Starten wir doch gleich mal mit einer ersten Frage an die Maus: Warum endet eine Familienshow mit Kindern und für Kinder eigentlich erst um 23:30 Uhr? Nicht, dass Kids nicht auch mal länger aufbleiben dürfen, aber jenseits der 22 Uhr macht sich dann in der Regel echte Müdigkeit breit.

Zweite Frage: Wer weiß mehr und gewinnt am Ende 25.000 Euro für einen guten Zweck? Diese Frage stellte sich am Samstagabend vor allem Eckart von Hirschhausen, der seit 2010 durch das ARD-Format „Frag doch mal die Maus“ führt.
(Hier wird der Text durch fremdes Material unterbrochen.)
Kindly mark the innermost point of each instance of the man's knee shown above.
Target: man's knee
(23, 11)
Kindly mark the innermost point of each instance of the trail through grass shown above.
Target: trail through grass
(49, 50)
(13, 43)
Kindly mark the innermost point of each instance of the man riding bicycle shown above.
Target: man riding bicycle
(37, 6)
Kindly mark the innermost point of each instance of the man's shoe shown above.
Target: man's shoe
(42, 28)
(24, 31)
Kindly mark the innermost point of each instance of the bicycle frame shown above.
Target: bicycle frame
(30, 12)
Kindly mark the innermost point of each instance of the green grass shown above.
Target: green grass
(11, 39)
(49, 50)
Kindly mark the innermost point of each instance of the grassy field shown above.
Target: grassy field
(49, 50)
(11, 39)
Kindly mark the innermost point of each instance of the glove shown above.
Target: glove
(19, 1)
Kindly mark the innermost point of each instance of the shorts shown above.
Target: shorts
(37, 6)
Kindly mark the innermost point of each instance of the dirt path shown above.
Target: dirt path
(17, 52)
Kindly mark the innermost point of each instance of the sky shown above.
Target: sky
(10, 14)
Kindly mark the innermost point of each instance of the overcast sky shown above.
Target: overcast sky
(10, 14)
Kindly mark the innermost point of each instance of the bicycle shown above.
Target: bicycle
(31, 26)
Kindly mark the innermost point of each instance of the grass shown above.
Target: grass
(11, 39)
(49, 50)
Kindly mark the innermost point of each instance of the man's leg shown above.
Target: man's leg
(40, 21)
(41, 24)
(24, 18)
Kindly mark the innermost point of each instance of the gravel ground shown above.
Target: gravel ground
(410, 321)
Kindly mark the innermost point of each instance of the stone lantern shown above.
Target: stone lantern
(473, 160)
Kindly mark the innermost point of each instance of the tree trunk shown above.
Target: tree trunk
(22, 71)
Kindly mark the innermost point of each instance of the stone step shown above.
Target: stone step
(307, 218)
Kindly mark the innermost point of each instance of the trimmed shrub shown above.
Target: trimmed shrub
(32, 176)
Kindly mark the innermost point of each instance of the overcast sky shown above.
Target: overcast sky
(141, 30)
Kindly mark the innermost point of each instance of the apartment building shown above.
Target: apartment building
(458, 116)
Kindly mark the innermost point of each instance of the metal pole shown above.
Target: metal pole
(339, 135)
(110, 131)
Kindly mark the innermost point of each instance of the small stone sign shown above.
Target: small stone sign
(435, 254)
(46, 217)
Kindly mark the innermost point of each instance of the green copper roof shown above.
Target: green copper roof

Dieses Mal bei ihm im Einsatz: Team Maus mit Schlagersängerin Beatrice Egli, Fernsehkoch Horst Lichter und Moderator Jörg Pilawa, der selbst von 2006 bis 2009 das Format moderiert hatte, sowie Team Elefant, in dem Schauspielerin Annette Frier, Moderatorin Esther Sedlaczek sowie Schlagerbarde Andreas Gabalier ihr Bestes versuchten. Drei Runden lang, in denen die eigentlichen Stars der Show, die Kids, jede Menge spannende Fragen stellten.

Da verstehen sich aber zwei: Beatrice Egli knutscht Andreas Gabalier

„Frag doch mal die Maus“: Wo ist das Ende vom Regenbogen?

Fragen wie etwa jene von der 9-jährigen Julia aus Berlin: Wo ist das Ende vom Regenbogen?

A: Man erreicht das Ende nur auf flachem, unbebautem Land.
B: Das Ende ist nur von oben aus der Luft zu sehen.
C: Ein Regenbogen ist eigentlich ein Kreis, somit hat er kein Ende.

Die beiden Teams waren da alles andere als sattelfest. „Horst sah am schlausten von uns aus“, fand Pilawa, dessen Gruppe auf Lichter vertraute. „Ich hab einfach nur drauf gehört, was Anette sagt“, gestand wiederum Sedlaczek, die in Sachen Regenbogen nicht gerade auf Expertise zurückgreifen konnte. Sie und alle anderen wurden schließlich von einem Experiment aufgeklärt: Ein Regenbogen ist in Wirklichkeit ein Kreis. Wenn wir auf dem Boden stehen, können wir das jedoch nicht sehen, weil der Rest des Kreises hinter dem Horizont verschwindet, weshalb wir beim Regenbogen eben fast immer nur einen Halbkreis sehen.

Ungeschickte „Volks-Rock’n’Rollerin“ Gabalier

Zwischen den Fragerunden wurde mitunter auch gespielt. So mussten die Teams etwa unterschiedlich färbige Bälle, die sich in mehreren Säulen stapelten, sortieren, sodass letztlich in allen Säulen stets nur Bälle einer Farbe lagen. Was die Angelegenheit ein wenig schwieriger, aber keineswegs unlösbar machte, war, dass man immer nur einen Ball umsortieren durfte.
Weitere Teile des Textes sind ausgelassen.